With the cancer spreading and their options running out, Ryll realized that what the patient needs and the scientific approach to problem solving don’t work together and are difficult to reconcile. As a doctor herself, she remembers how in medical school clinical trials were used to guide decision-making in medicine. Yet in reality, how they work in clinical practice highlighted the limitations of knowledge. While scientific procedure aims to resolve this shortage, it does not always act in the most sympathetic way for patients.
“I think any junior doctor is worried about endangering a patient by not-knowing or having a lack of experience. I remember sitting there and thinking ‘this is how we have to do it.’ We need a scientific, clear approach that is going to protect my patients from my own lack of experience. But when you are a patient, then the experience is nothing short of cruel,” she explained.
The community of patients suffering from the same disease became a life-line for Ryll. From discussions with them, the way forward for Ryll became clear. “Trials were obviously the way to go. Every one of them was on clinical trials and often several. We started a discussion among us about what we would consider fair and appropriate for our condition,” she said.

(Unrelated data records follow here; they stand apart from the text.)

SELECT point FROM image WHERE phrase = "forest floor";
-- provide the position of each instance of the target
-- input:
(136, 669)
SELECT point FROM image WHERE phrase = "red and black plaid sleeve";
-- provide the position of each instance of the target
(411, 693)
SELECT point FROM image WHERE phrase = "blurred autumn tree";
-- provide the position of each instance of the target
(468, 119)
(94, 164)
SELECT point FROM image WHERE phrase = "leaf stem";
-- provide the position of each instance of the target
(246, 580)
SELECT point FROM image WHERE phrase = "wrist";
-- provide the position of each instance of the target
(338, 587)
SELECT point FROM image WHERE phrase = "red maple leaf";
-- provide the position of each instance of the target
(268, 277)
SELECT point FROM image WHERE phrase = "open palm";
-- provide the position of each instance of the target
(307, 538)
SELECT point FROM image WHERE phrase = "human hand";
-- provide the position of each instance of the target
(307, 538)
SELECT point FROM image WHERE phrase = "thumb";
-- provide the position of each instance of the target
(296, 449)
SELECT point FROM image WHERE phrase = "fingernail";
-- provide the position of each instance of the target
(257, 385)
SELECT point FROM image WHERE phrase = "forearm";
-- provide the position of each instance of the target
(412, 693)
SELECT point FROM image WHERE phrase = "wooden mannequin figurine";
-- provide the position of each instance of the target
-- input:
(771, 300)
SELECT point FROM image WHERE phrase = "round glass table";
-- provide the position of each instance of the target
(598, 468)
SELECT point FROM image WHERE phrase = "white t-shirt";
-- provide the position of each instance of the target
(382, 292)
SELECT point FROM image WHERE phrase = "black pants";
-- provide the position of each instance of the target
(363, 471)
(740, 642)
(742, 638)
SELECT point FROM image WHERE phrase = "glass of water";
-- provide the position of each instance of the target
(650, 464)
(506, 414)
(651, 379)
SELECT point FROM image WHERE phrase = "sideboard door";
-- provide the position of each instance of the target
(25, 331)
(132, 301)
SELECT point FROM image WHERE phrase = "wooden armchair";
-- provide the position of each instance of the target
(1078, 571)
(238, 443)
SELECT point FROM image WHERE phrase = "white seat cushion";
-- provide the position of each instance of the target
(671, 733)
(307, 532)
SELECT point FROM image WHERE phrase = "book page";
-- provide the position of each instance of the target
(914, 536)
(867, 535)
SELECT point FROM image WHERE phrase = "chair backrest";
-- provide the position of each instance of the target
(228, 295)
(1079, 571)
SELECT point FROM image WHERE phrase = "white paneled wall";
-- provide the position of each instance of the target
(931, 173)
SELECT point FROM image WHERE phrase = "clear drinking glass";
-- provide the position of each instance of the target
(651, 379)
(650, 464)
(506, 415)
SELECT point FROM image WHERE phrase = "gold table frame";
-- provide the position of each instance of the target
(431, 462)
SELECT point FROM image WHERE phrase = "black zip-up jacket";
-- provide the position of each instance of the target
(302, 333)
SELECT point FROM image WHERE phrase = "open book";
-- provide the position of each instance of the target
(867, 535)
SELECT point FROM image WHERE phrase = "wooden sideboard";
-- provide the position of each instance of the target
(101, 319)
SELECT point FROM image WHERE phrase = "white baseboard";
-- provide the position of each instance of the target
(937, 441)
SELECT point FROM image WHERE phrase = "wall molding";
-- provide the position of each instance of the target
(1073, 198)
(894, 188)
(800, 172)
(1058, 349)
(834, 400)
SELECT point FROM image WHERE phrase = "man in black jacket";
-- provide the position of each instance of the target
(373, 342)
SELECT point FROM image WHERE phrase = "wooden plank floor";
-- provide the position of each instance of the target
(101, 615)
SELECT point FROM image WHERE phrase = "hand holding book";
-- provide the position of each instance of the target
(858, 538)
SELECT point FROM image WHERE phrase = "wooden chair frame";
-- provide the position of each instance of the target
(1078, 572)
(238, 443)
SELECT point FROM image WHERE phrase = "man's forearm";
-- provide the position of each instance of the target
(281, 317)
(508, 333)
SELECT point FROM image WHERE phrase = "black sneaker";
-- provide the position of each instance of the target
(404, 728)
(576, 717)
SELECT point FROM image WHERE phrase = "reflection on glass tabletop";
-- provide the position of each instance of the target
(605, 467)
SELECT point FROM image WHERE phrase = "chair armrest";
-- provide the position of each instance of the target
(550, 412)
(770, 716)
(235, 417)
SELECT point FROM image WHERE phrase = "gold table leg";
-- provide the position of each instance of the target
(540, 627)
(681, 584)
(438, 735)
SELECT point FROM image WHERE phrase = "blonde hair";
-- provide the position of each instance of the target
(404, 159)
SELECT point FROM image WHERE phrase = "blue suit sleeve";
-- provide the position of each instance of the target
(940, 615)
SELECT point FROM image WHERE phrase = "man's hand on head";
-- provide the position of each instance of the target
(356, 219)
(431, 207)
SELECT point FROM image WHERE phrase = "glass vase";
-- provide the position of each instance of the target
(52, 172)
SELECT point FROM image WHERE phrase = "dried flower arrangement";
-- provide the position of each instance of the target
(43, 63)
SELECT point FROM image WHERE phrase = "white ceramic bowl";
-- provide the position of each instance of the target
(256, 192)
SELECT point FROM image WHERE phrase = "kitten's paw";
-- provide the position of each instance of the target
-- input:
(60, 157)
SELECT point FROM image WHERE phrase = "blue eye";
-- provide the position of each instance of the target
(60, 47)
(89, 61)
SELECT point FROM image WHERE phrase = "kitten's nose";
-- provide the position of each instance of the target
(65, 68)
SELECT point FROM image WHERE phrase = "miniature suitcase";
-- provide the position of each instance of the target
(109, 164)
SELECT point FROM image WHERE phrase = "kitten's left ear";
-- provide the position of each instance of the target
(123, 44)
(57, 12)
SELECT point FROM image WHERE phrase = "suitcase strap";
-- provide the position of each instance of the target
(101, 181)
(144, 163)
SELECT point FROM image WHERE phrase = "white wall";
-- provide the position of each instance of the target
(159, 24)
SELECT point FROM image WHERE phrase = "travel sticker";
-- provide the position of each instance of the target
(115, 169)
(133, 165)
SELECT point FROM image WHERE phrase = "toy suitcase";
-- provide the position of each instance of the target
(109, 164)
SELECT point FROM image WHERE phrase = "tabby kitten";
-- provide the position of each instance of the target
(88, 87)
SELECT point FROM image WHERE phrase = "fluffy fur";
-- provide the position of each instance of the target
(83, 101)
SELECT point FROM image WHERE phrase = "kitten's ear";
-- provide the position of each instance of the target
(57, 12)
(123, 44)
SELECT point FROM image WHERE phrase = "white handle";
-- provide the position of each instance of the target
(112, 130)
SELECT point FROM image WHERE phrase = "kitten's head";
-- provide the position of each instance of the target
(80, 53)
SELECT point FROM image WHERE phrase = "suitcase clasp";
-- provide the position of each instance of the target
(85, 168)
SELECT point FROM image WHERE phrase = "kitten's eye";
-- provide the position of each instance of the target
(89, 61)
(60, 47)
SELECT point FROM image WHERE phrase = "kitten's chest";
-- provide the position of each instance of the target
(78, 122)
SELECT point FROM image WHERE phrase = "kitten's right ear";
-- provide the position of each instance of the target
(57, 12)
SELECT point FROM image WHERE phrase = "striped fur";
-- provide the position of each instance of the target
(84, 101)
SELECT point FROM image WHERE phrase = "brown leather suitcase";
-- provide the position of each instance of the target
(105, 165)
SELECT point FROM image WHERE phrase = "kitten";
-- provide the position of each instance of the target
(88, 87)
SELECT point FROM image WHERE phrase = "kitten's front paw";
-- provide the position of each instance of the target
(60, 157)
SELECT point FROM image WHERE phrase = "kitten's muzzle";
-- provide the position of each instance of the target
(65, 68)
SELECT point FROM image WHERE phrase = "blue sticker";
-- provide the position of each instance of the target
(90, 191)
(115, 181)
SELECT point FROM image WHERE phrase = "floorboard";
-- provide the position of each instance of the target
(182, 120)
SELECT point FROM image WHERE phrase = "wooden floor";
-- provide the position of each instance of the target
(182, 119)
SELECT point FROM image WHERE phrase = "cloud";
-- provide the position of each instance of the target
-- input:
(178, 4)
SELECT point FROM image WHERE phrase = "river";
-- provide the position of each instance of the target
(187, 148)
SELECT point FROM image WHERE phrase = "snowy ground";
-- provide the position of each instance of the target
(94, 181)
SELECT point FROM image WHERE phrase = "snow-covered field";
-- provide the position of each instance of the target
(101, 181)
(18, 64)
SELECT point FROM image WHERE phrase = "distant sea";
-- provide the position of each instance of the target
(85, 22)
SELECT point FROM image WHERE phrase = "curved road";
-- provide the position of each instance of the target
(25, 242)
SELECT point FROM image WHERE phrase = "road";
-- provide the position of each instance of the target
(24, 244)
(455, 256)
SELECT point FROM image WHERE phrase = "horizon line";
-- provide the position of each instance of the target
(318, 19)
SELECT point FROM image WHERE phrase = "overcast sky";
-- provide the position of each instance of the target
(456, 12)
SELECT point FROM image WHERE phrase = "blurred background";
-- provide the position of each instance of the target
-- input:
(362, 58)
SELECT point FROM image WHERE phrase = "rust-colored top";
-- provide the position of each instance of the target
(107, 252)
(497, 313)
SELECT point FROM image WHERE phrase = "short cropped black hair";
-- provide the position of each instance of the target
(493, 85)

Historically in Melanoma, Stage 4 meant a survival of six to nine months after diagnosis. If you have a new drug coming through, that means you don’t have much to lose because the other option is death. She says as a patient, you want access to innovative therapies as early as possible. At the same time you know that is single drug is in all likelihood not going to be a cure, so you also need a way to continuously learn and to systematically generate evidence.
The response to Ryll’s mission has been nothing but positive. “When I started in advocacy I was angry and upset. I was desperate. I came with the notion that something needed to change and I don’t think I have lost that urge,” she said. “It is not that you wake up one day and say ‘I am an advocate’ — because most of us feel a bit uncomfortable initially. You usually start with a personal concern that becomes so strong that you say that you are no longer willing to take it lying down.”
Ryll is aware of the challenges ahead. Communication between patients and other stakeholders is not easy. It will take time to find common ground but she’s excited about the opportunity.